PKK halen devam ettirdiği politikasıyla eski dönem savaş anlayışında olduğunu gösteriyor. Çözüm sürecini tadmış bir halkın artık savaş seçeneğine yüksek oranda prim vermeyeceğini anlamamaktadır. Şiddetin dozunu artırarak ve metropollere yayarak, desteğini artıracağını düşünmektedir. Aslında bu tavrının destek artırmasa bile devleti zor durumda bırakacağı belli olmaktadır. Zira canlı bomba eylemlerinin oluşturduğu toplumsal ruh hali bozukluğu azımsanacak bir düzeyde değildir. Ancak bu durum PKK'nın kendi toplumsal  desteğini artırma biçiminde tezahür etmeyeceği için kendisi açısından çok anlamlı değildir.
Oyunu koruyan Ak parti karşısında blok cephe oluşturmak isteyen muhalefetin başarı şansı düşüktür. Zira son derece parçalı, karizmatik toplumsal kabul görecek önderi olmayan, hedefi sadece anti Erdoğan'cılık olmuş bir muhalefetin başarı şansı yoktur. Gündemi olumlu veya olumsuz anlamda elinde tutan Erdoğan'a karşı oluşturulacak bir red cephesinin  sadece demokrasi paydası olsa bile başarılı olma şansı düşüktür. Zira organik bütünlük oluşturma şansı her farklı grubun kendisine çekiştirme gayreti mukadder olacağı için düşüktür. Organik bir cephe ve beklenti olmaksızın, beklenti çıtasını yüksekte tutmadan oluşturulacak yan yana duruşlar anlamlı olacaktır. Bu duruşlar şu an bu toprakların en büyük ihtiyacıdır ve başlayan ama net bir yöneliş kazanamayan farklılıkların ortak payda oluşturma  çalışmalarının daha da pişirilmesiyle neticesini verecektir. Erdoğan'ın artan hataları zaten bir alternatifi doğuracaktır. Bu alternatif, beklenen, istenen, durdurulamaz olmadığı müddetçe zoraki olacak ve başarısız olacaktır. Bu  ortak duruşların artması, zaten ileride bir şekilde sonuç verecektir.
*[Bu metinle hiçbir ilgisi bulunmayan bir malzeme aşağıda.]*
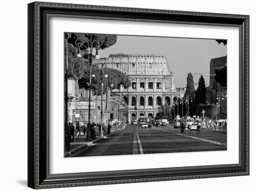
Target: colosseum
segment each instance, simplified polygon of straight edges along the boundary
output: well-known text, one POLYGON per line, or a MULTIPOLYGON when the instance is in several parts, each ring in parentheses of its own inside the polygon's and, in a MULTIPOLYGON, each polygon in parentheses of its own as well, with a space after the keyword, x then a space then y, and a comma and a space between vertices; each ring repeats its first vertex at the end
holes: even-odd
POLYGON ((112 90, 112 94, 120 95, 127 103, 129 121, 142 116, 155 117, 159 105, 171 105, 175 97, 184 95, 184 90, 175 87, 173 72, 163 55, 113 54, 99 62, 122 72, 131 81, 128 89, 112 90))

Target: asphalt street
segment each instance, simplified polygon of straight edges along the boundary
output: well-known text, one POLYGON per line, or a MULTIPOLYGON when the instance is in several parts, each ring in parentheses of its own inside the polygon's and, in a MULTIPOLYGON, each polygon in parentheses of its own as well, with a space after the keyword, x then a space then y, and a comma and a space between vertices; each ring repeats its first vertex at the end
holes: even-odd
POLYGON ((170 126, 142 129, 129 124, 110 137, 88 146, 70 157, 132 155, 227 150, 226 133, 201 129, 196 134, 170 126))

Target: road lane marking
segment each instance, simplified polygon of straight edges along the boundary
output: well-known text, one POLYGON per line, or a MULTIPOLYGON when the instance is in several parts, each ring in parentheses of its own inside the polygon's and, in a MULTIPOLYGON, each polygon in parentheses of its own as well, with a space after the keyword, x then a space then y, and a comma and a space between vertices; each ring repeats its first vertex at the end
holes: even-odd
POLYGON ((212 141, 212 140, 209 140, 209 139, 206 139, 205 138, 199 138, 199 137, 190 136, 189 135, 184 135, 183 134, 175 133, 173 133, 175 134, 178 135, 182 135, 182 136, 184 136, 184 137, 189 137, 189 138, 195 138, 195 139, 199 139, 199 140, 201 140, 202 141, 208 142, 211 143, 213 143, 214 144, 218 145, 222 145, 222 146, 227 147, 227 144, 224 144, 224 143, 219 143, 218 142, 212 141))
POLYGON ((137 138, 136 133, 135 132, 133 136, 133 154, 138 154, 138 148, 137 148, 137 138))
POLYGON ((184 134, 176 133, 172 132, 167 132, 167 131, 162 130, 161 129, 156 129, 156 128, 155 128, 155 129, 159 130, 159 131, 161 131, 162 132, 168 132, 168 133, 169 133, 175 134, 177 135, 183 136, 184 136, 184 137, 194 138, 195 139, 198 139, 198 140, 202 140, 202 141, 206 141, 206 142, 209 142, 209 143, 213 143, 214 144, 218 145, 222 145, 222 146, 227 147, 227 144, 225 144, 224 143, 219 143, 218 142, 212 141, 212 140, 209 140, 209 139, 206 139, 205 138, 200 138, 199 137, 184 135, 184 134))
POLYGON ((136 132, 136 135, 137 135, 137 139, 138 139, 138 143, 139 144, 139 148, 140 148, 140 152, 141 154, 144 154, 142 149, 142 146, 141 146, 141 140, 139 138, 139 135, 138 135, 138 132, 136 132))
Zamanından önce sun'i zorlama yapılmasının akıl ve mantıkla bağdaşır durumu yoktur.
“Türk kanı” meselesi 
Son bir not da Almanya parlamentosunun aldığı Ermeni soykırımı kararına Erdoğan'ın “Türk kanı ve laboratuar” üzerinden yaptığı ithamlara bir hatırlatma. Bu topraklarda çok farklı ırklar ve kültürler olarak algılansa bile Türkler ve Ermeniler  aslında birbirinden kültürel olarak çok uzak değildir. Manevi açıdan böyle iken bir de laboratuar üzerinden  bunun ispatına yönelik bir bilgiyi de aktarmak isterim.
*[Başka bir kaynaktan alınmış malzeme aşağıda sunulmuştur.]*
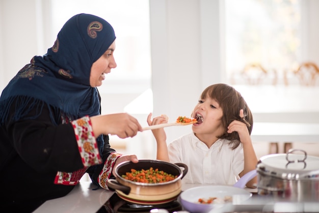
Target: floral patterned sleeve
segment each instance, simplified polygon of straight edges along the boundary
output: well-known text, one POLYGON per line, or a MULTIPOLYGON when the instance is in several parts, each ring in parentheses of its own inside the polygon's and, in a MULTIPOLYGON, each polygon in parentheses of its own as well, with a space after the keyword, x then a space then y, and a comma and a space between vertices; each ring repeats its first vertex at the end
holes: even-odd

Şu “Türk kanı” meselesi yine. Bir doktor olarak yıllardır bildiğim, söylediğim bir konuyu tekrar sizlere aktarayım. Türk ve Ermeni kanları genetik olarak birbirine en yakın kanlardır. Lösemi hastalığı ile ilgili araştırmalarda bu tespit edilmiştir. Üzgünüm Türk milliyetçileri…bizim asil (!) kanımız en fazla Ermenilere benziyor. Sanırım bunda Orta Asya'dan gelen Türklerin Anadolu'nun büyük bölümünde yerleşmiş olan Ermenileri Müslümanlaştırıp evlenmelerinin önemli payı var. Yaaa işte böyle…. Kanıt mı?…  aşağıdaki linki okuyunuz.
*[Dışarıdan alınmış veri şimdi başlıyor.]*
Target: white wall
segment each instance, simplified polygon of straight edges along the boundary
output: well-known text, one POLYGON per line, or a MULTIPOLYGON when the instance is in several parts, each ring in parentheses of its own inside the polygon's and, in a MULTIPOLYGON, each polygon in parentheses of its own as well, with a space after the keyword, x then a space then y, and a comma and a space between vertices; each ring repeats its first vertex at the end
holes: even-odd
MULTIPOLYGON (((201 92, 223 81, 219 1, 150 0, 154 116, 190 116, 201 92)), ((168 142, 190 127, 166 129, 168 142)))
Çırpındıkça batmak, battıkça popülizm yapmak, bundan güç buldukça inkar etmek.. Devlet aklımızın geldiği son nokta yine burası maalesef.Türkseniz, Türklerin yaptığı haksızlıkları eleştiremeyeceksiniz yani. Türk olmanız için Türkleri eleştirmemelisiniz..! Ya Türk sandığınız halde Türk değilseniz, laboratuar sizi şaşırtacaksa. Allah en azından Ramazan'da din adına konuşanı insaf sahibi yapsın.